2.2.2 Advances in impact assessment
Application of the standard IPCC impact approach has expanded significantly since the TAR. The importance of providing a socio-economic and technological context for characterising future climate conditions has been emphasised, and scenarios assuming no climate policy to restrict greenhouse gas (GHG) emissions have been contrasted with those assuming GHG stabilisation (e.g., Parry et al., 2001; see also Sections 18.104.22.168 and 22.214.171.124). The use of probabilities in impact assessments, presented as proof-of-concept examples in the TAR (Mearns et al., 2001), is now more firmly established (see examples in Section 2.4.8). Some other notable advances in impact assessment include: a reassessment of bioclimatic niche-based modelling, meta-analyses summarising a range of assessments, and new dynamic methods of analysing economic damages. Nevertheless, the climate-sensitive resources of many regions and sectors, especially in developing countries, have not yet been subject to detailed impact assessments.
Recent observational evidence of climatic warming, along with the availability of digital species distribution maps and greatly extended computer power has emboldened a new generation of bioclimatic niche-based modellers to predict changes in species distribution and prevalence under a warming climate using correlative methods (e.g., Bakkenes et al., 2002; Thomas et al., 2004; see also Chapter 4, Section 4.4.11). However, the application of alternative statistical techniques to the same data sets has also exposed significant variations in model performance that have recently been the subject of intensive debate (Pearson and Dawson, 2003; Thuiller et al., 2004; Luoto et al., 2005; Araújo and Rahbek, 2006) and should promote a more cautious application of these models for projecting future biodiversity.
A global-scale, meta-analysis of a range of studies for different sectors was conducted by Hitz and Smith (2004) to evaluate the aggregate impacts at different levels of global mean temperature. For some sectors and regions, such as agriculture and the coastal zone, sufficient information was available to summarise aggregated sectoral impacts as a function of global warming. For other sectors, such as marine biodiversity and energy, limited information allowed only broad conclusions of low confidence.

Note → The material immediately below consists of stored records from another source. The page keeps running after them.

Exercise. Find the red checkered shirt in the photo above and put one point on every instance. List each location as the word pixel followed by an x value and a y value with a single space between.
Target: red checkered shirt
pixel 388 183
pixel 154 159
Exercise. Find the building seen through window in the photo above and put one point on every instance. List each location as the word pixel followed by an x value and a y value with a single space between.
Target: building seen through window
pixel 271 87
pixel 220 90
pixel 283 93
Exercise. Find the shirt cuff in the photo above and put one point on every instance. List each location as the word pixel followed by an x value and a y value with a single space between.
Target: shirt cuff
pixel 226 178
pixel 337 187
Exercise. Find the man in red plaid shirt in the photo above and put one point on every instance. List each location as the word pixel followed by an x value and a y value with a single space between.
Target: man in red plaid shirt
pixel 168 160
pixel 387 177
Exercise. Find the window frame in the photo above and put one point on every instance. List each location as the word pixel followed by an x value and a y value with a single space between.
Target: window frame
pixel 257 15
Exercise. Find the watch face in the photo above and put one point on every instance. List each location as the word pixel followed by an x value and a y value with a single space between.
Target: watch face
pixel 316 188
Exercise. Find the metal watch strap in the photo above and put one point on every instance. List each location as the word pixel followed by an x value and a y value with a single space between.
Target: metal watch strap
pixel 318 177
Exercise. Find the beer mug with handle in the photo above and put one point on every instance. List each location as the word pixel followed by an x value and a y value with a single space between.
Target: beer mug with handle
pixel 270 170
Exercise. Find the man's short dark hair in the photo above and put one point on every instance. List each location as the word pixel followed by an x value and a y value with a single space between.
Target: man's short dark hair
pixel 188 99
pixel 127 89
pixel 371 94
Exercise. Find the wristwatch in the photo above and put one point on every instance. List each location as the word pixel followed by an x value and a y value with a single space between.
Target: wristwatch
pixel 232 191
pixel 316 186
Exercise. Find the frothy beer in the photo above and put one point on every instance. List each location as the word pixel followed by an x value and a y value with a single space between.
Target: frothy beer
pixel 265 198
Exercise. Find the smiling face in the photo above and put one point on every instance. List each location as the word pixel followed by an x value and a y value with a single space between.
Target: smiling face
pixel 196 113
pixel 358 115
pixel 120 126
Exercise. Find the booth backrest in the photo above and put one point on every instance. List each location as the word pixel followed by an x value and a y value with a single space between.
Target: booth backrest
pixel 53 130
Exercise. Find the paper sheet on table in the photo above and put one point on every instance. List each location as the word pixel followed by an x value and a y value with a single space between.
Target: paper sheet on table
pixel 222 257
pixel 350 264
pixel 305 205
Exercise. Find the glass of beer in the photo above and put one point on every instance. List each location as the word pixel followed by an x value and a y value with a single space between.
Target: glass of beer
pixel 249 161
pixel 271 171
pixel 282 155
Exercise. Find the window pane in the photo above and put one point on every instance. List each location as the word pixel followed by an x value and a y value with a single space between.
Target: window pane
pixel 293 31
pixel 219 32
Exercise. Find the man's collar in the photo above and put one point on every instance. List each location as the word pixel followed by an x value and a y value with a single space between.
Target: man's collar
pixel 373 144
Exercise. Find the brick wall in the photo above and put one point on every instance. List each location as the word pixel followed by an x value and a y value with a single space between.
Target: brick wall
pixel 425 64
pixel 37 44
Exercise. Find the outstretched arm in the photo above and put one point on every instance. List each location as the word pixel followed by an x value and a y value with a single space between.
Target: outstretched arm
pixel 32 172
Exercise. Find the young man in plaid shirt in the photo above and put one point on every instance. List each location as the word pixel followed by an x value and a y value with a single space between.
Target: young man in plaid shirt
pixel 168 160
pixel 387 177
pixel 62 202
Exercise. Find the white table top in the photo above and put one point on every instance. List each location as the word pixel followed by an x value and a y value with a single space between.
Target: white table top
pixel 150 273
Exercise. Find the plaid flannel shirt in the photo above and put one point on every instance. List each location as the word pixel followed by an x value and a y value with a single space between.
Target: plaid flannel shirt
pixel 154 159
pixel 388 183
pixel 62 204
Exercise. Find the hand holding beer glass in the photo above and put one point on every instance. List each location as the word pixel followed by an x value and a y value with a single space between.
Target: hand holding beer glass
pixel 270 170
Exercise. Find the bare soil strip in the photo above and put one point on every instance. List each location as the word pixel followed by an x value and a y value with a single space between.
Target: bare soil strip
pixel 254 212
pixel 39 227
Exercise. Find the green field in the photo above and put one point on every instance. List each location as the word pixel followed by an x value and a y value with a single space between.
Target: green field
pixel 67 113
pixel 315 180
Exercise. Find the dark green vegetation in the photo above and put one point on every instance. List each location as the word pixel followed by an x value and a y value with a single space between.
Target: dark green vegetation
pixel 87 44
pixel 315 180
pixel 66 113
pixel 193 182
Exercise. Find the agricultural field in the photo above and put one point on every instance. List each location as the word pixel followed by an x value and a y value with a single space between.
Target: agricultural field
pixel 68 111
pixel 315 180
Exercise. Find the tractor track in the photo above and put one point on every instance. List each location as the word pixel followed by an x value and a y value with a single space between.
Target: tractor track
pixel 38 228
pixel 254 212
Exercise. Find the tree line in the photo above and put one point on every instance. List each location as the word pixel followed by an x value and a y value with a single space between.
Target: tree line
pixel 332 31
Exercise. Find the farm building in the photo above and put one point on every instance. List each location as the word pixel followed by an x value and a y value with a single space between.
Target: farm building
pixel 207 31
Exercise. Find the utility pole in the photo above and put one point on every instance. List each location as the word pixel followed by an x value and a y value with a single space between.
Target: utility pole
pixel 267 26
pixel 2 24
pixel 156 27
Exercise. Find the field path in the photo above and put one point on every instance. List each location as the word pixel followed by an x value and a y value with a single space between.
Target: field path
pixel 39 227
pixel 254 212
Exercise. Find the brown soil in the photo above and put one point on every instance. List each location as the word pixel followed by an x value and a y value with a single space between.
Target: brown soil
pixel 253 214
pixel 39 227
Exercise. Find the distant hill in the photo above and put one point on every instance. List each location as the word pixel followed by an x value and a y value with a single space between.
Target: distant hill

Dynamic methods are superseding statistical methods in some economic assessments. Recent studies account, for example, for the role of world markets in influencing climate change impacts on global agriculture (Fischer et al., 2002), the effect on damage from sea-level rise when assuming optimal adaptation measures (Neumann et al., 2000; Nicholls and Tol, 2006), the added costs for adapting to high temperatures due to uncertainties in projected climate (Hallegatte et al., 2007), and increasing long-term costs of natural disasters when explicitly accounting for altered extreme event distributions (Hallegatte et al., 2006). The role of economic dynamics has also been emphasised (Fankhauser and Tol, 2005; Hallegatte, 2005; Hallegatte et al., 2006). Some new studies suggest damage overestimations by previous assessments, while others suggest underestimations, leading to the conclusion that uncertainty is likely to be larger than suggested by the range of previous estimates.